L’orizzonte di medio, lungo o anche lunghissimo termine è sufficiente per mitigare i rischi connessi all’investimento in uno strumento poco liquido, che investe anche nei mercati non quotati?

L’investimento nei mercati privati è molto diverso da quello in un fondo aperto tradizionale. Collocare strumenti ibridi e meno liquidi, che contengono elementi tipici delle gestioni alternative, richiede consapevolezza e il forte rapporto fiduciario a cui abbiamo accennato. Posto che ogni consiglio d’investimento deve essere calibrato sulla situazione reddituale e patrimoniale del cliente e declinato in base ai suoi obiettivi e alle sue necessità, è evidente che non c’è modo di eludere la sfida dei nuovi mercati. Oltretutto, l’allungamento dell’orizzonte temporale ha il beneficio di rendere l’industria più resiliente rispetto al ciclo economico. Un elemento che va in questa direzione sono i Pir, finalmente pronti a ripartire dopo lo stop dello scorso anno.

Sul rilancio dei Pir ci sono grandi aspettative, ma da soli possono bastare a collegare il risparmio privato all’economia reale?

Possono essere un’ottima base da cui partire per costruire un portafoglio dalle fondamenta solide e “liquide”, meglio diversificato anche verso titoli delle piccole imprese quotate sui listini alternativi di Borsa Italiana. Ma è più che mai urgente disegnare un incentivo fiscale che accompagni l’investimento anche verso i fondi chiusi.

Si riferisce agli Eltif?

Gli Eltif sono uno strumento che va sicuramente in quella direzione, ma non sono l’unico veicolo di investimento innovativo in forma chiusa. Serve ragionare su incentivi che prescindano da un strumento specifico, che abbraccino tutto ciò che è illiquido. È questa la prossima sfida tanto per l’industria che per il Governo italiano.

I rendimenti della previdenza integrativa sono superiori a quelli del TFR tenuto in azienda, eppure l’inclusione previdenziale di secondo pilastro è ancora relativamente contenuta. La crescita del welfare integrativo e quella degli investimenti in economia reale possono andare di pari passo?

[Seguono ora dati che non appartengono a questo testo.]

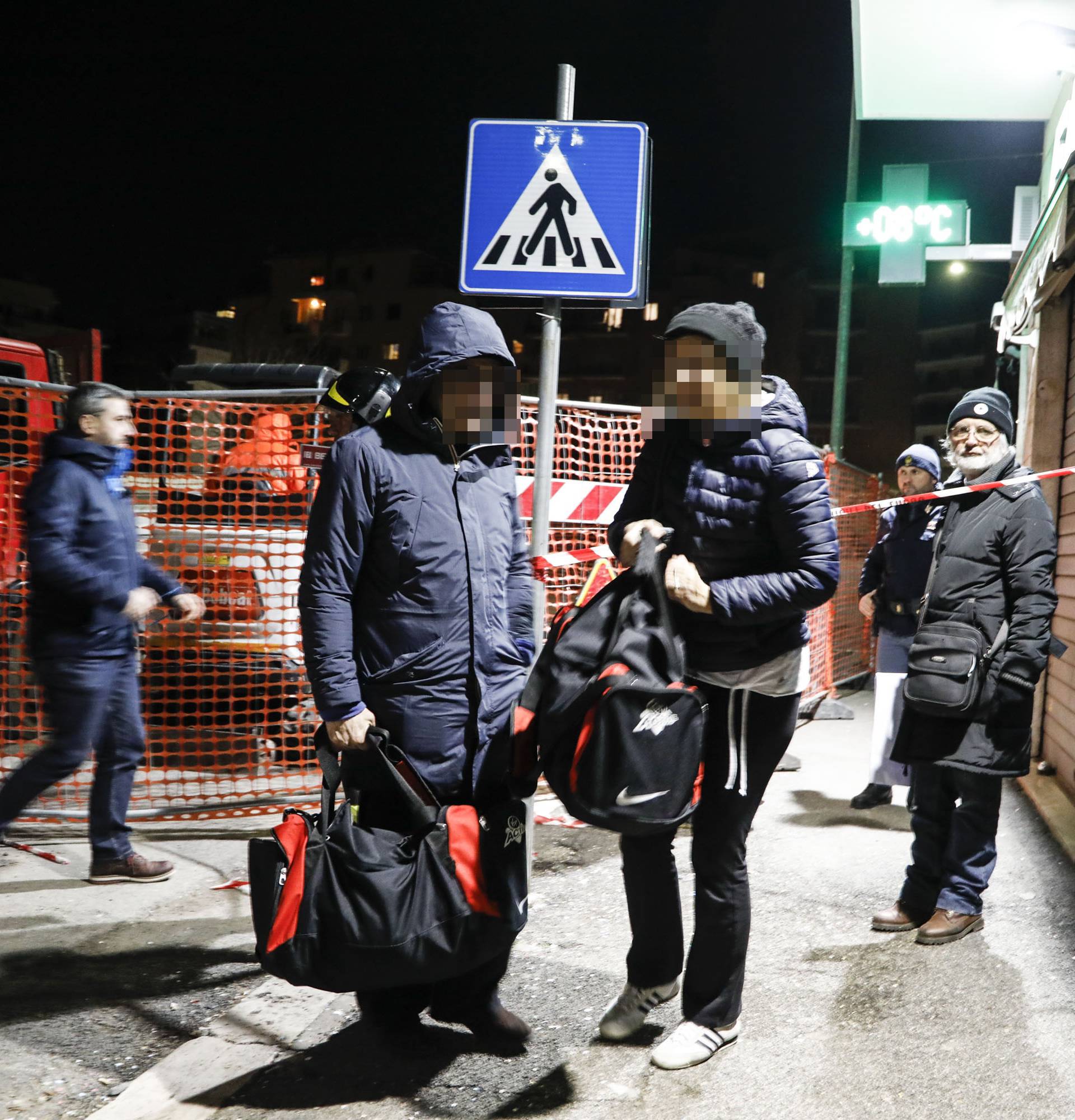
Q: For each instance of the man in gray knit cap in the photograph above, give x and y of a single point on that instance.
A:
(994, 571)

Poco più del 20% dei lavoratori del settore privato è iscritto a uno strumento di previdenza integrativa: è davvero troppo poco. Purtroppo, lo sviluppo della previdenza di secondo pilastro non ha risposto alle aspettative. Bisogna dare spazio alla giusta combinazione tra scelte individuali e forme collettive di investimento e dobbiamo partire dalla deducibilità annuale dei 5.165 euro – i vecchi dieci milioni di lire – che sono fermi da quasi vent’anni. Quella cifra, da allora, ha perso oltre due terzi del valore: è la testimonianza dell'abbandono in cui versa la previdenza integrativa. Il risparmio di chi produce va incentivato, non solo a parole. Il sistema procede rapidamente verso una pensione pubblica puramente contributiva ed è evidente che bisogna dare alle persone la possibilità di integrare la pensione futura: ad esempio agevolando la trasformazione dei beni che si ricevono per via ereditaria – come quelli immobiliari – verso una previdenza integrativa diversificata. Servono incentivi che funzionino in casi specifici, che permettano di smobilizzare tutti i patrimoni improduttivi del Paese. E la produttività andrà sempre più a braccetto con la sostenibilità.

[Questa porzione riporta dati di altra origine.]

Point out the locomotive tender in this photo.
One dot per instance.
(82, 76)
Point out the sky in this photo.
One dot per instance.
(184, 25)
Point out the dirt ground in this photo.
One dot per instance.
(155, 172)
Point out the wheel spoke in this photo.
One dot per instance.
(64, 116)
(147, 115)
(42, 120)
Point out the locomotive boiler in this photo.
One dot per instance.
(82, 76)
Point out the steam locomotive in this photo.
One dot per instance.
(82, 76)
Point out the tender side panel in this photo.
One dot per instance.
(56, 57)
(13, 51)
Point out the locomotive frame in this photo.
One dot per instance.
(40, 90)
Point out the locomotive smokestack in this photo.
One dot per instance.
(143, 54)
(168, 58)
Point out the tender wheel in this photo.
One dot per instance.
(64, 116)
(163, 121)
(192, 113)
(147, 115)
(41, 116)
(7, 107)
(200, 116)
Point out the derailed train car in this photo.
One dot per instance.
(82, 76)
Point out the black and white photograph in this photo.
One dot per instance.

L’anno scorso avete posto al centro del Salone i criteri di investimento Esg. Un impegno che non si è certo esaurito.

Assolutamente: sostenibilità e inclusione sono le grandi sfide sottostanti a qualsiasi discorso sugli investimenti. Anche quest’anno al Salone il tema del grande valore che c’è nel fare innovazione sostenibile sottende tutti i percorsi di approfondimento. Queste tematiche rimarranno con noi per i prossimi cento anni. ci saranno segni concreti di questa centralità valoriale, ad esempio un progetto di forestazione che si lega alla forestazione urbana, che porteremo al Salone con un percorso ambizioso e immaginifico.

Tutto questo lo troviamo al Salone 2020?

Il Salone del Risparmio è tutto questo, e molto di più. Sette percorsi tematici, oltre cento conferenze in programma per un totale di oltre trecento relatori nazionali e internazionali. Il Salone garantisce una tale ricchezza di idee e di spunti che perdere anche solo uno dei tre giorni significa perdere un’occasione irripetibile di condivisione di idee e di valorizzazione personale.